From the boundary conditions we have $\boldsymbol \Sigma(0) = \boldsymbol 0$. Using the method of integrating factors again we find a closed-form expression for $\boldsymbol \Sigma(t)$:

\[ \boldsymbol \Sigma(t) = e^{2\int_0^t f(\tau)\;\rmd \tau} \int_0^t e^{-2\int_0^\tau f(u)\;\rmd u} g^2(\tau)\boldsymbol I\; \rmd \tau. \]

Next, by definition of the desired transition kernel we assert that $\boldsymbol \Sigma(t) = \sigma_t^2 \boldsymbol I$. Substituting this into the previous equation yields

\[ \begin{aligned} \sigma_t^2 \boldsymbol I &= \frac{\alpha_t^2}{\alpha_0^2} \int_0^t \frac{\alpha_0^2}{\alpha_\tau^2}g^2(\tau)\boldsymbol I\; \rmd \tau,\\ \frac{\sigma_t^2}{\alpha_t^2} \boldsymbol I &= \int_0^t \frac{g^2(\tau)}{\alpha_\tau^2}\boldsymbol I\; \rmd \tau. \end{aligned} \]

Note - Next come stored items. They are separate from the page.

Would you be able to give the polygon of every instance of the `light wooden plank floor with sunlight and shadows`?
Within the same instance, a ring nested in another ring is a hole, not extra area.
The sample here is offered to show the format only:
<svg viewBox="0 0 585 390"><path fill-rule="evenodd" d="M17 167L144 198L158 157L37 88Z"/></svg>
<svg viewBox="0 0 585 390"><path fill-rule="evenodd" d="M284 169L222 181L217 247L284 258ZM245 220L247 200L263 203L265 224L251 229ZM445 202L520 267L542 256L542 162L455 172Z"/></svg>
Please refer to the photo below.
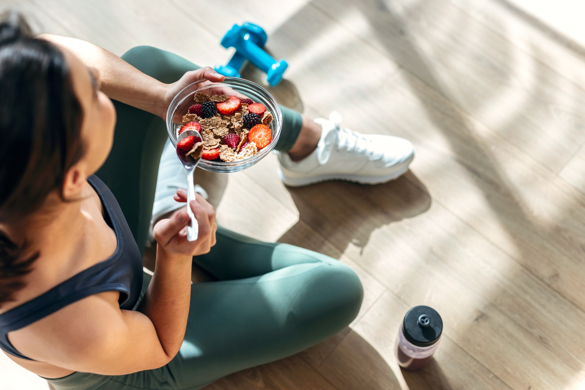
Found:
<svg viewBox="0 0 585 390"><path fill-rule="evenodd" d="M411 172L371 187L286 188L273 155L201 174L220 223L338 258L365 289L343 332L208 390L585 388L585 40L582 23L563 24L583 16L579 3L0 0L46 32L201 65L229 59L219 40L232 23L256 22L290 64L270 88L281 103L335 109L351 129L417 147ZM242 194L268 217L232 213ZM433 363L408 373L394 339L418 304L442 314L445 332ZM0 378L2 389L46 386L1 354Z"/></svg>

Then with a little algebra and using Newton's notationI.e., $\dot\alpha_t = \tfrac{\rmd}{\rmd t}\alpha_t$. we find:

\[ \begin{aligned} \int_0^t \frac{g^2(\tau)}{\alpha_\tau^2}\; \rmd \tau &= \frac{\sigma_t^2}{\alpha_t^2},\\ \frac{g^2(t)}{\alpha_t^2} &= \frac{\rmd}{\rmd t}\!\left(\frac{\sigma_t^2}{\alpha_t^2}\right),\\ &\stackrel{(i)}= \frac{2\sigma_t\dot\sigma_t\alpha_t^2 - 2\sigma_t^2\alpha_t\dot\alpha_t}{\alpha_t^4},\\ g^2(t) &= \frac{2\sigma_t\dot\sigma_t\alpha_t^2 - 2\sigma_t^2\alpha_t\dot\alpha_t}{\alpha_t^2},\\ &= 2\sigma_t\dot\sigma_t - 2\sigma_t^2 \frac{\dot\alpha_t}{\alpha_t},\\ &\stackrel{(ii)}= \frac{\rmd \sigma_t^2}{\rmd t} - 2\sigma_t^2 \frac{\rmd \log \alpha_t}{\rmd t}, \end{aligned} \]

where $(i)$ holds by the quotient rule and $(ii)$ holds by applications of the chain rule.

General transition kernel

With a little more work one can easily show the result of (Appendix A.1) for constructing the general form of the transition kernel. We restate their result below as a corollary of Proposition 1.

The general transition kernel $q_{t|s}(\bfx_t\mid\bfx_s)$ for $s < t$ of the Itô SDE described in Proposition 1 is \[ q_{t|s}(\bfx_t\mid\bfx_s) = \mathcal N\!\left(\bfx_t; \frac{\alpha_t}{\alpha_s}\bfx_s, \left(\sigma_t^2 - \frac{\alpha_t}{\alpha_s}\sigma_s^2\right) \boldsymbol I\right). \]

We leave the proof as an exercise for the reader as it follows straightforwardly from our derivations for Proposition 1 with a simple change in the initial conditions.

Concluding remarks

In this post we presented a brief derivation for the commonly used drift and diffusion coefficients for diffusion models, starting from a desired transition kernel and working backwards to find the resulting SDE.